Natalia admits that it was purely by accident that she felt the urge to sketch something on a piece of paper. "I think it was a year ago when I got a sketchbook as a present and thought: 'Why not try it again?' So I started to experiment and draw not in the manner I was taught at school, but in the way I could really express and enjoy myself as an artist. Drawing has turned into a very personal and intimate process for me, and I realized that I wanted to explore it more and more."
Natalia’s return to drawing coincided with her moving to Berlin for her Master’s degree, in Global Communication and International Journalism. Her new home brought lots of vivid impressions, which Natalia would constantly capture in the form of sketches and watercolor illustrations. "I was living between the two cities and traveling around Europe and I felt the need to keep a journal in order to capture everything I experienced. Since keeping my journal was never my thing, I decided to draw my impressions in the sketchbook."
Natalia’s curiosity has paid off — so far, the city has been an inexhaustible source of inspiration for her first full-fledged project in illustration. "My friends kept asking me about the city: what to see, where to go... I decided to kill two birds with one stone — tell my friends about Berlin with the help of illustration and turn this 'story' into my first serious project in this field!"
The project goes by the name Berliner Alphabet, and takes the form of an illustrated guidebook in which each letter of the alphabet corresponds to some place in Berlin and is supplied with a textual entry. The Alphabet is a very intimate form of narration, since every place is selected according to the author’s own experiences. "Each entry has a story or a memory behind it," explains Natalia. "Sometimes, it is really challenging to keep my distance and not to go too personal."
The letter "E", for example, stands for Sowjetische Ehrenmal: the Soviet War Memorial, and its home in Treptower Park, which also houses an abandoned amusement park. Though the amusement park is off-limits to the public, Natalia and her friends climbed the fence several times - until they were caught by a security guard.
Natasha reaches out for a separate folder with the Alphabet sketches and passes them to me. As I rifle through them a wave of nostalgia washes over me, and I recall my own first stay in Berlin. Natalia explains the process of converting a hand-made illustration into a digital format, but I’m only half-listening —in my mind I’m standing in the middle of Turmstrasse, tasting my first ever Halloumi-Brot (grilled cheese sandwich). The next moment I am back to the coffee shop on Rosenthaler Platz with a burning question: “What are you going to do about the letters with umlauts?”
"You forgot the 'ß' letter," she laughs. "Don’t worry," she adds. "I have a plan"
"Berlin is like a sassy guy"
I ask Natalia whether she chose Berlin deliberately. "Neither Berlin, nor Germany in general, was on my radar when I was thinking about where to do my Master’s.
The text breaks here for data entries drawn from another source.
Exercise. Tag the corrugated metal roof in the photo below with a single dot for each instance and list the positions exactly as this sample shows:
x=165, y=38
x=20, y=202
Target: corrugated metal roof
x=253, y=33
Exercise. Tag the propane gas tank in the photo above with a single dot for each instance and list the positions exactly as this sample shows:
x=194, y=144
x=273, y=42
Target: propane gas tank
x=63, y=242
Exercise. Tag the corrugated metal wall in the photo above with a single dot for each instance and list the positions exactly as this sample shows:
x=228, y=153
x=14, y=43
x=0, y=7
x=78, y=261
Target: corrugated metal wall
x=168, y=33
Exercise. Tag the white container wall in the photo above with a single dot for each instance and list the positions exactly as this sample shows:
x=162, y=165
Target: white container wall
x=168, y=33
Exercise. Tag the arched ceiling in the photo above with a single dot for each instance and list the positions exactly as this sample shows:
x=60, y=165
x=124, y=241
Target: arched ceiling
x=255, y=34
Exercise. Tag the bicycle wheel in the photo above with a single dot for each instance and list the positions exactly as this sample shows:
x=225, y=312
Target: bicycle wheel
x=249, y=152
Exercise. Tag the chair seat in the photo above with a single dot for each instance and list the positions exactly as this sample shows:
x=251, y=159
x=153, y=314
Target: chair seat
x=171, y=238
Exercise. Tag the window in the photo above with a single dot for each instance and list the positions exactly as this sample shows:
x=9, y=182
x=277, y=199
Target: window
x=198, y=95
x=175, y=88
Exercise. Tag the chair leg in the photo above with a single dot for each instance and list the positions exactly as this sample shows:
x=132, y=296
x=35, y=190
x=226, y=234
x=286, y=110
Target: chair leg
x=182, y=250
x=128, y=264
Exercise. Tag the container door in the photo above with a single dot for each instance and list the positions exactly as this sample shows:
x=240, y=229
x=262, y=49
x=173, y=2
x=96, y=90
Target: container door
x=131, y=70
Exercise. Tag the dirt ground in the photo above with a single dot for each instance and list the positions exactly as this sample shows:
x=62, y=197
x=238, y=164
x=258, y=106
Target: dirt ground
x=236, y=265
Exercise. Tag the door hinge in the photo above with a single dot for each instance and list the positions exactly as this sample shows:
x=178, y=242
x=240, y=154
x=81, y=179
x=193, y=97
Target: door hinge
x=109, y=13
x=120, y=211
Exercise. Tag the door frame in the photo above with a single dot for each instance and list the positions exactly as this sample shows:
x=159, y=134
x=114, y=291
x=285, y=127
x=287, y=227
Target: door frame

But I got a chance to visit Berlin as a tourist together with my husband, who comes from Spain. As is often the case, we were going to meet somewhere, and Berlin just happened to be right in between Russia and Spain. I really enjoyed the city and though it would be great to live there sometime in the future. I would never think that it happens so quickly!"
Natalia has been living in Berlin a little more than a year now, and proudly claims her relationship with the city to be warm and friendly. "For me Berlin is like a sassy guy who casually asks you out for a beer. It is not necessarily kind to you, yet it gives you a lot of credit to do what you want to," she says when I ask her about her perception of the city. "Most importantly, it does not neglect or alienate you; which is especially important for someone who came here from another country."